For parents who are trying to balance work with family, along with the daily pressures of finances and other obligations, it can be easy to sink into a routine of quick dinners and nights filled with errands. And sometimes the effects can sneak up on them, when they realize their own clothes aren't fitting as well, or they can't recall when they last sat down for a meal as a family. That's when they realize they need a kick-start to get back on the right path.

For some, the kick start may require significant lifestyle changes. For most, however, change can be relatively easy but it takes a commitment from the whole family.

"You can't single a child out and tell them 'you can't eat this or that'," said Clark. "or tell them to go take a walk when you're sitting watching television."

Just as working together as a family is important, so is finding activities that everyone enjoys and involving kids in the discussion.

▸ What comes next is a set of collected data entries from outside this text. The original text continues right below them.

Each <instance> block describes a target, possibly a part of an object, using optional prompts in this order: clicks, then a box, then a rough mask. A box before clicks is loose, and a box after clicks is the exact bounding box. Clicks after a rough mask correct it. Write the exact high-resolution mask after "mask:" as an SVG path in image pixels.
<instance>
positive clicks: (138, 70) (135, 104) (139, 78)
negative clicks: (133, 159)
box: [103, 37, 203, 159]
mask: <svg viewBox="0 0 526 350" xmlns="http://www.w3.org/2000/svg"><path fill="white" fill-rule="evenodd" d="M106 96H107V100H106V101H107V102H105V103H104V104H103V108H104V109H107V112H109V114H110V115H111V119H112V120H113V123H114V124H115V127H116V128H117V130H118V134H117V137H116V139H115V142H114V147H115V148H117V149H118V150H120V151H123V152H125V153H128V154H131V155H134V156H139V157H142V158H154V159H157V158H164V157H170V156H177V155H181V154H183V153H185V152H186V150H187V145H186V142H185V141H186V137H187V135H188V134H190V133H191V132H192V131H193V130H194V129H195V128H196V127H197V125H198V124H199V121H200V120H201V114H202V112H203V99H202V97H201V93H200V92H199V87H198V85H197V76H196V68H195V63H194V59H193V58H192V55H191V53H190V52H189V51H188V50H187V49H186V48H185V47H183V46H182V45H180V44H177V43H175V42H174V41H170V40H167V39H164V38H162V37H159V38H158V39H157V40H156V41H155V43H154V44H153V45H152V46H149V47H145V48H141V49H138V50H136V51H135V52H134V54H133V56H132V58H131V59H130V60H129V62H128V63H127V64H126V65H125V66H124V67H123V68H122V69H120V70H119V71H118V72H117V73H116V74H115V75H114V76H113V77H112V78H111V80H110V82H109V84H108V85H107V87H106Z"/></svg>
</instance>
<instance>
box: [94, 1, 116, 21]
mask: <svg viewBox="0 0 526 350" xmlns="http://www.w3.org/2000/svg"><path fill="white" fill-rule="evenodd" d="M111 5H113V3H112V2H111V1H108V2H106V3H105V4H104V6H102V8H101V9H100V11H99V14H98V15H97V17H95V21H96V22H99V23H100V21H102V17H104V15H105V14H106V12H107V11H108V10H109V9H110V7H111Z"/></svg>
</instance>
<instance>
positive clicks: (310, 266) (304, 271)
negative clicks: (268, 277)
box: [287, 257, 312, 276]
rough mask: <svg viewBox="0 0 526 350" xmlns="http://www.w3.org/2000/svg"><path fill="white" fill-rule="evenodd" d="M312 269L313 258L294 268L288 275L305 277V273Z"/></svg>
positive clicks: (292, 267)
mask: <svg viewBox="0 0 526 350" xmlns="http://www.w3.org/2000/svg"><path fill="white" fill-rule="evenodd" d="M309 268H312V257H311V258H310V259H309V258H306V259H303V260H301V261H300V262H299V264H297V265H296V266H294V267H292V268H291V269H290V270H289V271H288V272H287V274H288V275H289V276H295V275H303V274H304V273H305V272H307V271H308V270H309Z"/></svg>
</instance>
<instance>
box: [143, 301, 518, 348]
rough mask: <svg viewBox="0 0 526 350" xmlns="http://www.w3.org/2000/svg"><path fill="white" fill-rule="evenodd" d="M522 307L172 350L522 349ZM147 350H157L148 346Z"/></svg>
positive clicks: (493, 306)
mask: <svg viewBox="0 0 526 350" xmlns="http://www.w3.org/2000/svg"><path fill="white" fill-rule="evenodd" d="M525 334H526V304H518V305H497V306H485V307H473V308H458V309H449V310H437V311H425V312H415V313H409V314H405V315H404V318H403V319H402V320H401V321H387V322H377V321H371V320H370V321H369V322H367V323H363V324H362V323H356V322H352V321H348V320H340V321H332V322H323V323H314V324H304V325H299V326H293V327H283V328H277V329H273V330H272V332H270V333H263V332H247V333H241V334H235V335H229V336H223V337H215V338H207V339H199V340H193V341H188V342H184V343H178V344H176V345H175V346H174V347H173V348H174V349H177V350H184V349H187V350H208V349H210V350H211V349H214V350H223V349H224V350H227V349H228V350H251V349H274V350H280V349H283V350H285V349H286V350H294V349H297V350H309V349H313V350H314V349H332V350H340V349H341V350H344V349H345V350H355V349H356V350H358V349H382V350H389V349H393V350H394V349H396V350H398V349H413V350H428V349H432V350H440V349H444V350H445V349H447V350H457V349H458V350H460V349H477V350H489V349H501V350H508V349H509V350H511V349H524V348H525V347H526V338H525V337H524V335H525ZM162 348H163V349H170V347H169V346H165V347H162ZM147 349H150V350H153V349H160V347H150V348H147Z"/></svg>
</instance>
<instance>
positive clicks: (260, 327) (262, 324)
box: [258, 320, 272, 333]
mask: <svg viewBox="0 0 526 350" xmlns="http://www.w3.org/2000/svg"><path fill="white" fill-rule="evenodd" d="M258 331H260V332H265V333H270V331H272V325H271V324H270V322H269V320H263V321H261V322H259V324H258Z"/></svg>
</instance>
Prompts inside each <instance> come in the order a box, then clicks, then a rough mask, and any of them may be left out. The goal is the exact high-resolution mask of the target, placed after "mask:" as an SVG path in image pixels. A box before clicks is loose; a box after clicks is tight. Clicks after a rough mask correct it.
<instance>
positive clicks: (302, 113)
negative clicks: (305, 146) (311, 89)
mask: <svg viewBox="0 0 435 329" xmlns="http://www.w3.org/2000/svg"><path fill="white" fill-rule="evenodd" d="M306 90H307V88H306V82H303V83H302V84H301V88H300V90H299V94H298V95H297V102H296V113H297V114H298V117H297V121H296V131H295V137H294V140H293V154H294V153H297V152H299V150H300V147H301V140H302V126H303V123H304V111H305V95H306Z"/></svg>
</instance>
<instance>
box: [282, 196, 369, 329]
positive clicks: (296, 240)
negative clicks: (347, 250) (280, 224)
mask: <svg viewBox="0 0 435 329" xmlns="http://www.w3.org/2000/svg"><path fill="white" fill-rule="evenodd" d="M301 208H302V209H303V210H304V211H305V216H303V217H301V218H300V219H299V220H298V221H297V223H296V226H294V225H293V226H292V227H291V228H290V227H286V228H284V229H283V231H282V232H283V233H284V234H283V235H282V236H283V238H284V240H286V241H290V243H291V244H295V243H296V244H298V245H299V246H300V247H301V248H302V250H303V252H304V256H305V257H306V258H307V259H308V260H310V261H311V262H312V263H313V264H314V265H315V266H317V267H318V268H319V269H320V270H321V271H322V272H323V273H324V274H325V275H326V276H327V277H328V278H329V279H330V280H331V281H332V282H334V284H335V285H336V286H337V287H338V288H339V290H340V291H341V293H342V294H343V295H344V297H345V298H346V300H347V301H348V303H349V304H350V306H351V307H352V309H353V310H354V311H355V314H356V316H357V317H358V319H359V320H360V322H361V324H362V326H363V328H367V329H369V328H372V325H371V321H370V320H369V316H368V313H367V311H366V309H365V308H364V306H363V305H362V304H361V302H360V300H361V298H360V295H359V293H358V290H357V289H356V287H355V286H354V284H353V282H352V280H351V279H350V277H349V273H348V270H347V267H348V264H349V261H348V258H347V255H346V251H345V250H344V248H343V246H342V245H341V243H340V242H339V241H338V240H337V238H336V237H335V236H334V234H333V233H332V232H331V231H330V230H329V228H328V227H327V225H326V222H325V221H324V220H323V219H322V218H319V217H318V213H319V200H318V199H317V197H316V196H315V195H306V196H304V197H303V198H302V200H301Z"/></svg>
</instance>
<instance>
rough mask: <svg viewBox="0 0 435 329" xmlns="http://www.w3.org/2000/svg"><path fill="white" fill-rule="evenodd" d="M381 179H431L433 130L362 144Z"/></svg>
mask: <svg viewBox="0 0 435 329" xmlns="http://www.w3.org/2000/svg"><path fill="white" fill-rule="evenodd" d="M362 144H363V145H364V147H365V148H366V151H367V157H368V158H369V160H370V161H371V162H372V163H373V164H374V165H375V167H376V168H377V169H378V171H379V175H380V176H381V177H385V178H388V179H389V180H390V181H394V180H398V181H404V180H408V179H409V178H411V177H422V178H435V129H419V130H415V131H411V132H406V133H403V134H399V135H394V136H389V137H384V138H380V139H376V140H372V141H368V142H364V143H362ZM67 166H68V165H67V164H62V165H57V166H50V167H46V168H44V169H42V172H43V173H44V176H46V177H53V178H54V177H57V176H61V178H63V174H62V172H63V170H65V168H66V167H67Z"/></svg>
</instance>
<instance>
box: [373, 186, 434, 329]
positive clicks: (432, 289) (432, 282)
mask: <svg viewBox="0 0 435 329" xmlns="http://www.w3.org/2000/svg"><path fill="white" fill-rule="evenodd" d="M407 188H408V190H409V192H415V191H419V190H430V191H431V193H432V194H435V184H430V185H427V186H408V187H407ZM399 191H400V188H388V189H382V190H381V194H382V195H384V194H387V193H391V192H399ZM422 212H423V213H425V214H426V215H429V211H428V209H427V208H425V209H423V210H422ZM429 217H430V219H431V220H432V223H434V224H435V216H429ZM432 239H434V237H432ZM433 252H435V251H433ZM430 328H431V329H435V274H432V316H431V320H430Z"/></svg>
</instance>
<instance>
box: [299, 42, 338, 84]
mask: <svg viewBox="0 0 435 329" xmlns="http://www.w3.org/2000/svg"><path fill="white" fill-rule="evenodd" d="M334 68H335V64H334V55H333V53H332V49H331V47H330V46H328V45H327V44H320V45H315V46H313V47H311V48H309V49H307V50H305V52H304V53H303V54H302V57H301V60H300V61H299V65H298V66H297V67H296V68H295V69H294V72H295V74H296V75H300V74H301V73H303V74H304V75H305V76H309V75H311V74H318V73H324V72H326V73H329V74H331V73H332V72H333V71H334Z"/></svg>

"When we design exercise programs at the [Pediatric Fitness] clinic, we ask the kids to help us come up with realistic goals – what do you like to do, with whom do you enjoy spending the time and how realistic is it that you'll do it often,” explained Clark. "Parents can use a similar principle at home. And what they might find is that it's something as simple as walking the dog together as a family after dinner."

When it comes to creating healthy meals, the Pediatric Fitness Clinic's website provides healthy, easy and fun kid-friendly recipes. There is also information about ways to incorporate activity into your lifestyle including walking, biking, dancing, even raking leaves.

"Our goal at the clinic is to be a resource for families where they can learn easy and fun healthy habits for life," commented Clark.

Clark acknowledged that parents have a tremendous responsibility, but he concluded, "Parents are the single most important influence in their child's life. Teaching them healthy lifestyle habits is one of the most important things parents can do."